Wie die Organisierte Kriminalität Strohmänner rekrutiert

Das Organisierte Verbrechen in Deutschland nutzt zunehmend und systematisch suchtkranke und obdachlose Menschen aus Polen als sogenannte Strohleute. Das haben die beiden Investigativ-Journalisten Adrian Bartocha und Jan Wiese in ihrem neuen Film aufgedeckt – und damit bei uns Erinnerungen an die illegale Deponie im polnischen Sarbia geweckt.

Die Recherche der beiden Journalisten beginnt im polnischen Legnica, vier Autostunden von Berlin entfernt. In der rund 100.000 Einwohner zählenden Stadt begeben sie sich auf die Suche nach Strohleuten. Sie haben die Namen von zwölf Personen, die von hier aus rund 80 Firmen aus ganz Deutschland führen sollen. Immobilien-Handel, Büro-Service, Import, Export, Auto-Handel, Bau – alle möglichen Branchen sind vertreten.

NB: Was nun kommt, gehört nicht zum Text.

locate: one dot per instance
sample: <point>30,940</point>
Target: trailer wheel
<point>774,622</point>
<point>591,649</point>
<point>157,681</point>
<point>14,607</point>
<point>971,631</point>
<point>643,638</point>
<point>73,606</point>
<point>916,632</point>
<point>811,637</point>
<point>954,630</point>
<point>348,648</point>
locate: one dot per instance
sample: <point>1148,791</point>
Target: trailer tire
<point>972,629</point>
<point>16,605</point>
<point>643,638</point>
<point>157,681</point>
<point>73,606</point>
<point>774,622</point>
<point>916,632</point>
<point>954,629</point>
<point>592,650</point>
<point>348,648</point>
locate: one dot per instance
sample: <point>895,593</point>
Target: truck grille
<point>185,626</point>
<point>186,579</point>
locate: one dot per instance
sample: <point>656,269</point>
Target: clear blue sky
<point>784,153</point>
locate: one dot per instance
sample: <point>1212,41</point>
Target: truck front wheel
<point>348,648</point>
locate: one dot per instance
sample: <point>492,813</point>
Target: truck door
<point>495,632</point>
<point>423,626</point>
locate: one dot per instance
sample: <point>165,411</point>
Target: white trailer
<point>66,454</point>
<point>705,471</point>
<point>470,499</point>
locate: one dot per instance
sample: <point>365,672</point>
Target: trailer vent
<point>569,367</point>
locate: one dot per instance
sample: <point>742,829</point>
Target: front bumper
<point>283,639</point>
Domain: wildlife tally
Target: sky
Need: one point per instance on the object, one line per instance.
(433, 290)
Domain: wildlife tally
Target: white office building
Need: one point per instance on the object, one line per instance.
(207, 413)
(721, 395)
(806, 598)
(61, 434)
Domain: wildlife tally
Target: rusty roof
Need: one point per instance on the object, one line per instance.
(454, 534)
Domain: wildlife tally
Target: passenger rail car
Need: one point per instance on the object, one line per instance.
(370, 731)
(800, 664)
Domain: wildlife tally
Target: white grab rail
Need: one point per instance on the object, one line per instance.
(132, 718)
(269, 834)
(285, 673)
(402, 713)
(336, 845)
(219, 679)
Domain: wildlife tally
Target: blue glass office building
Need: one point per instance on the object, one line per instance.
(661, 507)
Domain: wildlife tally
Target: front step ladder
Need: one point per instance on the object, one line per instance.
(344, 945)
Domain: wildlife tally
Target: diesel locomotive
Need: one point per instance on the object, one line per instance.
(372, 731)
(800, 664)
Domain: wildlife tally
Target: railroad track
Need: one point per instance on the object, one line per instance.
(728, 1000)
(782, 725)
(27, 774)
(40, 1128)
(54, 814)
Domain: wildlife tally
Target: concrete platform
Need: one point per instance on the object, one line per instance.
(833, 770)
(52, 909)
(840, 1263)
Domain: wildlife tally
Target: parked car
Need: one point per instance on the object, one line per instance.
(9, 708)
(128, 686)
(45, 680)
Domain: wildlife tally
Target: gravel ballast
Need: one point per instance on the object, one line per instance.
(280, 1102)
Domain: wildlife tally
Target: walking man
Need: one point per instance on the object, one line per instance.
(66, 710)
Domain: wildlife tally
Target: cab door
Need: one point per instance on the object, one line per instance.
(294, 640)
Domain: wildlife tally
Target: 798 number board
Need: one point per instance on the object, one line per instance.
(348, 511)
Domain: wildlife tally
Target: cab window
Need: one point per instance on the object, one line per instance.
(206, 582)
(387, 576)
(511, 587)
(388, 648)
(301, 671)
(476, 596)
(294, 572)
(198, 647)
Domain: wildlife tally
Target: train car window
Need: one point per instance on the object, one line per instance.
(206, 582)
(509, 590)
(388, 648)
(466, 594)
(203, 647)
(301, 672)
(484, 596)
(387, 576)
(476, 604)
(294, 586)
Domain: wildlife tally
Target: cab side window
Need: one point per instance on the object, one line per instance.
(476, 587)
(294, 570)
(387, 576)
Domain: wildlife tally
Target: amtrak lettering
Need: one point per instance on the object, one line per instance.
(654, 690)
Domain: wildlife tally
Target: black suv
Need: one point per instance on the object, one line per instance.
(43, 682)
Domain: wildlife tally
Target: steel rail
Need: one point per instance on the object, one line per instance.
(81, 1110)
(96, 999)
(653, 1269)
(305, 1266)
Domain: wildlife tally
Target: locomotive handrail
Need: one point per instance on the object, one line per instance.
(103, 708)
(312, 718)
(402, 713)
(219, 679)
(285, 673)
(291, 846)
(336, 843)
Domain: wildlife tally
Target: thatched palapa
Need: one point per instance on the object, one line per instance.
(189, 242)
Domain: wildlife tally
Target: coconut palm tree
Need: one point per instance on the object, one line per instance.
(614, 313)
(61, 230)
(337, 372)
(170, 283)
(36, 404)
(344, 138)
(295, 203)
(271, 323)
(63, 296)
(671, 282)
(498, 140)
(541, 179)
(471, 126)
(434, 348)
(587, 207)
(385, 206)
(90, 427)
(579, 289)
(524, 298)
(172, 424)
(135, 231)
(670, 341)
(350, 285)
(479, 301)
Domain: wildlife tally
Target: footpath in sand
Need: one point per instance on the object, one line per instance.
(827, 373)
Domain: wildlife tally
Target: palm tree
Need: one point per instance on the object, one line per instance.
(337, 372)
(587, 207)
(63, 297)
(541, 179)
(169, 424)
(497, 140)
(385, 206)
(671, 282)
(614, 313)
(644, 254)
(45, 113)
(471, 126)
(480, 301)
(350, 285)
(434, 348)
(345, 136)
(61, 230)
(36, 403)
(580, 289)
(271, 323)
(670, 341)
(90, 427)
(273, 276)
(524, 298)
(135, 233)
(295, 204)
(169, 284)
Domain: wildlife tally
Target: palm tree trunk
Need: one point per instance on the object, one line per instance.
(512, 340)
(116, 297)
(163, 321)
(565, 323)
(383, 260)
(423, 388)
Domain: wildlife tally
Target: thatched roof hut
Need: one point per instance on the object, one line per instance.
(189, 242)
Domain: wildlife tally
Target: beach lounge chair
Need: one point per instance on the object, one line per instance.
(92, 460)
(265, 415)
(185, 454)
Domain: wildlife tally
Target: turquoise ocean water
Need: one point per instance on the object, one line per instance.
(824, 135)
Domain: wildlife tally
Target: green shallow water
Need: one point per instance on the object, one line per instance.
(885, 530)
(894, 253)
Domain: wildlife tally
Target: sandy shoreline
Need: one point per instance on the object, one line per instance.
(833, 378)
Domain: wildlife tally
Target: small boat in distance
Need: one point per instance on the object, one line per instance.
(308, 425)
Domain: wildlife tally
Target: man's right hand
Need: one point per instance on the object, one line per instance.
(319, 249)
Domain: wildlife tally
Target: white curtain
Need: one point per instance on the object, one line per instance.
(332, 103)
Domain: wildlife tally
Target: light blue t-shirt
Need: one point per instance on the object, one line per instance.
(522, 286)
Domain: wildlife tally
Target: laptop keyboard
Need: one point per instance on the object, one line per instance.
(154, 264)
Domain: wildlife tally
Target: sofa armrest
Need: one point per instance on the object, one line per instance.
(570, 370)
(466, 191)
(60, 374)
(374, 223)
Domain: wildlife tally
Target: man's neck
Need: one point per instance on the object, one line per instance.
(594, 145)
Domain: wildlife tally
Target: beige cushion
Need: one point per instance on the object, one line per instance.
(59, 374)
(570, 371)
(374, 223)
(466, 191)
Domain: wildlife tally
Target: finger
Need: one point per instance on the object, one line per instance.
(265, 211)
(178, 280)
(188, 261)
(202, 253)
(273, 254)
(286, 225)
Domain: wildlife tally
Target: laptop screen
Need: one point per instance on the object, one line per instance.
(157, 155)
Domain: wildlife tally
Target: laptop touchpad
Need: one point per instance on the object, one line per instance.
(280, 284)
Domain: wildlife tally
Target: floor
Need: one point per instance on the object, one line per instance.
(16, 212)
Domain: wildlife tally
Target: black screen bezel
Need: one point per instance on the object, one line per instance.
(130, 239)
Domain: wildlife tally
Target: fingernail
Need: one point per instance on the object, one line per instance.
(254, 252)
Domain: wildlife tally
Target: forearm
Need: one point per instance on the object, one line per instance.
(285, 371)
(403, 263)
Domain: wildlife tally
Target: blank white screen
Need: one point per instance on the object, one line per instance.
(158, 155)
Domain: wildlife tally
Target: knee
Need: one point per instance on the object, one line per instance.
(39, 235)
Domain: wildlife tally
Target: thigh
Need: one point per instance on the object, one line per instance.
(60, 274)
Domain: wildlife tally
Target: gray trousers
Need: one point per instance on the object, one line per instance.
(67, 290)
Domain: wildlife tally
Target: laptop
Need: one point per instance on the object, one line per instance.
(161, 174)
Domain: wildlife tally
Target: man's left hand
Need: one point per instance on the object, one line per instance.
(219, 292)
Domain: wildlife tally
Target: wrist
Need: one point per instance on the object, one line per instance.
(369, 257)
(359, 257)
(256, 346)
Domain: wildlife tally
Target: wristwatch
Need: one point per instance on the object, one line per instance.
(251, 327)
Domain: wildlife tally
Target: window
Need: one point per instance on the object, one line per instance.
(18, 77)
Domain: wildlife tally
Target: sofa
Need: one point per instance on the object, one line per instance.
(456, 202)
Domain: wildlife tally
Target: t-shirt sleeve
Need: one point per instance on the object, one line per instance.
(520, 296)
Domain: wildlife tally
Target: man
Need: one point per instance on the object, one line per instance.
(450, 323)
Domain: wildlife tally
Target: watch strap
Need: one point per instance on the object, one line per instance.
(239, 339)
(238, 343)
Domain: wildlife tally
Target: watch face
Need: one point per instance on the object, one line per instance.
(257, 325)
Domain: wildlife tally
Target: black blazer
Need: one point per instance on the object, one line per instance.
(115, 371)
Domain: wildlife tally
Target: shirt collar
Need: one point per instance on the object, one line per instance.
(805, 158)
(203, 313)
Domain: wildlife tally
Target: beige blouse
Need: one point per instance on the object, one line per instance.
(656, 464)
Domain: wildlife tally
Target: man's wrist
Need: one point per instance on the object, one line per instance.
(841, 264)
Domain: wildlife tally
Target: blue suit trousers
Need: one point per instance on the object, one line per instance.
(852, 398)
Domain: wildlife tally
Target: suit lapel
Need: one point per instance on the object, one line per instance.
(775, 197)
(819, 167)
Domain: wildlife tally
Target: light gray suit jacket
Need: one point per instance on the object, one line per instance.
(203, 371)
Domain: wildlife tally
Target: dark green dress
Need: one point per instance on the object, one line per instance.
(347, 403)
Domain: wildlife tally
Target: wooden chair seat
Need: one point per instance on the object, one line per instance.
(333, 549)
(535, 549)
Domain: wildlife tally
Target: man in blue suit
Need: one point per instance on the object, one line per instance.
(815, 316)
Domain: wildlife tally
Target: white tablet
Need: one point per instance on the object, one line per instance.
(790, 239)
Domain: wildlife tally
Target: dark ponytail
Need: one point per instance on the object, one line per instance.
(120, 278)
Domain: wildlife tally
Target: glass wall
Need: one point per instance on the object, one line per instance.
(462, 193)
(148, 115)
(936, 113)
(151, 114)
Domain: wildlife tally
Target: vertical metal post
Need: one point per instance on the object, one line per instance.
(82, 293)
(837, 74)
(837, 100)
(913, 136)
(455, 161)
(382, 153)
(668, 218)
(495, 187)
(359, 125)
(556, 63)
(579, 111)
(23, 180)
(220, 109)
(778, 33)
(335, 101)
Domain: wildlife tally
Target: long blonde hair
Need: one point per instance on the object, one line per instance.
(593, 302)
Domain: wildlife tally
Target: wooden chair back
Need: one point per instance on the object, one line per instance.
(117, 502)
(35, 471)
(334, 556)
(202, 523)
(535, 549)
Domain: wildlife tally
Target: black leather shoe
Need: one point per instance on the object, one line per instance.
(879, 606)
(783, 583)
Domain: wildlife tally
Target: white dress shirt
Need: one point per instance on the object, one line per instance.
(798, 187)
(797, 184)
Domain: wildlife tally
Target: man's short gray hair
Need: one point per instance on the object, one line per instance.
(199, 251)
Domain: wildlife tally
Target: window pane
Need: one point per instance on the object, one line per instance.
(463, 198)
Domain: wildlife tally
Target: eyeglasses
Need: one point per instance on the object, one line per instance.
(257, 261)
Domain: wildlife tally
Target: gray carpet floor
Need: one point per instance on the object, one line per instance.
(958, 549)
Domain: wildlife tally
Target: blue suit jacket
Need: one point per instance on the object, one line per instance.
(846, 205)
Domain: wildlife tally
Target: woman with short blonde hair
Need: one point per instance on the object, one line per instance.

Es stellt sich heraus: Die Personen, die die beiden Journalisten finden, wissen gar nicht, dass sie als Geschäftsführer oder auch Eigentümer deutscher Unternehmen eingesetzt wurden. Sie wirken auch nicht so, als seien sie in der Lage, die Geschicke von Firmen zu lenken. Sie sind alkoholabhängig, drogensüchtig, psychisch krank.

Marode Firmen

Da stellt sich die Frage, wer ein Interesse daran haben könnte, dass diese Menschen offiziell als Geschäftsführer und Firmeninhaber fungieren. Ihre Recherche führt die beiden Journalisten zu Unternehmern in Deutschland, deren Firmen in finanzielle Schwierigkeiten geraten sind und diese loswerden wollen. Der Berliner Rechtsanwalt Felix Haug erklärt, was dahinter steckt. Es gehe darum, sich vor strafrechtlichen Risiken zu schützen. „Wenn die Firma den Bach runtergeht, will man nicht dafür haften“, sagt Haug im Film.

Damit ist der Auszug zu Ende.